Due to the moderate outcome results of persistent AF catheter ablation studies comparing substrate-based ablation approaches to PVI alone [9, 10, 40,41,42], some electrophysiologists have already dropped the idea of substrate mapping and more extended ablation concepts in those patients, particularly in first procedures. However, those studies did not prove lone PVI to be sufficient since efficacy is far from satisfying. These results highlight the need for improved individualized ablation strategies and stress that empiric ablation concepts (e.g., line sets) are not the optimal treatment for all persistent AF patients. Since low voltage areas are found in about 30–40% of persistent AF patients, only those should be classified as a target population for substrate-based ablation. Persistent AF patients without FACM will have similar results to paroxysmal AF patients with PVI alone.

Our results underline that the electrophysiological conduction characteristics change significantly in areas with the commonly used voltage cutoffs and mark them as more pro-arrhythmogenic. This emphasizes that low-voltage regions still need to be targeted. Thus, to evaluate their efficacy, randomized trials of individual substrate-based ablation protocols considering the structural conduction differences presented in this report are required.

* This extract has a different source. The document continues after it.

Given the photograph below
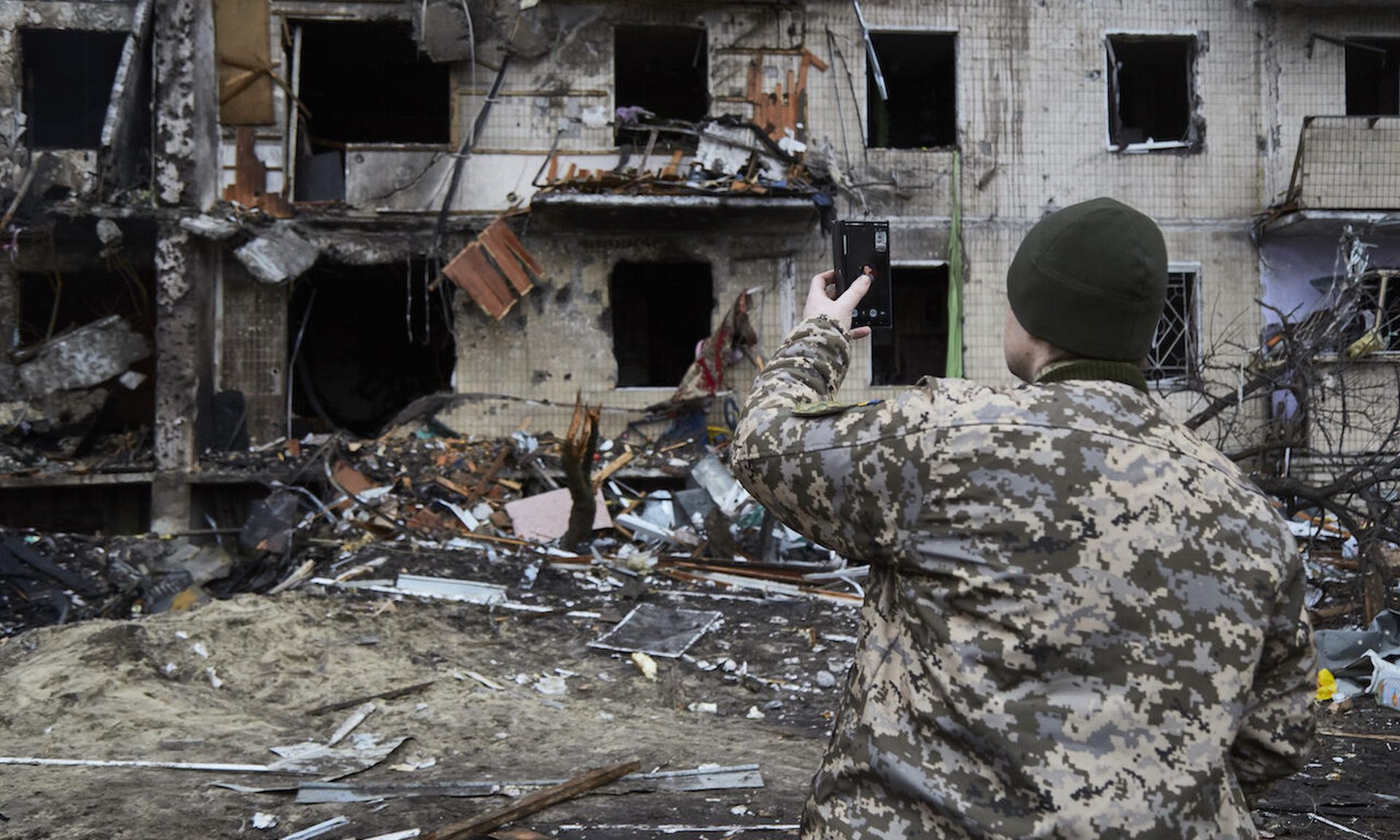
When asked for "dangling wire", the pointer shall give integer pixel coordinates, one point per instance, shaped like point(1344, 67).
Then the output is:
point(408, 298)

The recently published ERASE-AF trial was the first prospective, randomized, multicenter trial that indicated improved arrhythmia-free survival by utilizing a voltage area-based ablation approach with a 38% risk reduction for atrial arrhythmia recurrence in 324 patients with persistent AF [19]. More such investigations are needed. In addition, transmural lesions are an important goal that is hard to achieve using current technologies without increasing complication rates (e.g., atrioesophageal fistulas while ablating the posterior wall). New technologies such as non-thermal ablation (pulsed-field ablation) going beyond PVI might help to treat the target regions effectively.

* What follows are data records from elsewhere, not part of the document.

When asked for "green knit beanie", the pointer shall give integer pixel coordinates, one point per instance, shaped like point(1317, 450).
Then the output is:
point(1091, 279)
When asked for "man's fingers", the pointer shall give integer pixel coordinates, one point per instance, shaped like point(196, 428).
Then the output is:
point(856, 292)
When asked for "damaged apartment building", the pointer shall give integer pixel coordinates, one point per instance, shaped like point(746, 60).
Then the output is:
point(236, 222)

Preprocedural screening would be desirable to detect low voltage areas or left atrial conduction impairment to allocate patients to the most successful mapping/ablation strategy. Unfortunately, for imaging-based substrate/fibrosis detection, we still need to overcome the technical limitations of atrial magnetic resonance imaging. In comparison, screening for long atrial conduction times with noninvasive mapping tools (e.g., with multi-electrode vests) might be feasible in the future and might be added or combined with AI-based algorithms using different standard clinical parameters (ECG, echo measurements, biomarkers, etc.) to improve decision making for patients and planning catheter ablation procedures.

Limitations

The investigation’s main limitations are its retrospective study design and the small patient population, especially in high-grade diseases. The latter is due to the narrow selection criteria since only high-quality sinus rhythm maps (> 1000 points) of patients with no prior substrate modification yet clinical evidence of persistent AF were eligible for enrollment. In addition, only one mapping system was allowed to avoid confounders. Moreover, the use of conventional mapping catheters (circular, ten poles) may have influenced the distribution and size of LVAs [43]. Another limitation is that voltage cutoffs for LVAs are still under investigation, and histological evidence for the definition of LVAs/FACM is lacking. Further studies are desirable here. Our voltage cutoff < 0.5 mV is conventionally regarded as LVA by other groups, while it is known that areas with voltage > 0.5 mV could still be abnormal. Besides that, we did not assess electrogram properties (e.g., fractionation) or perform rate-dependent measurements. Statistical regression models were not applicable due to the small sample size.

Conclusion

FACM has a significant influence on LA conduction characteristics in AF patients. LACT was significantly prolonged in AF patients with an atrial substrate, showed an increase of 31% in high-grade FACM, and correlated positively with the extent of LVA size. Moreover, compared to areas with a normal bipolar voltage, LVA presented a 51% CV reduction. Furthermore, regional CVs differed between the LA anterior and posterior walls. Those findings might impact the development of individualized substrate-based ablation strategies in catheter ablation of FACM patients.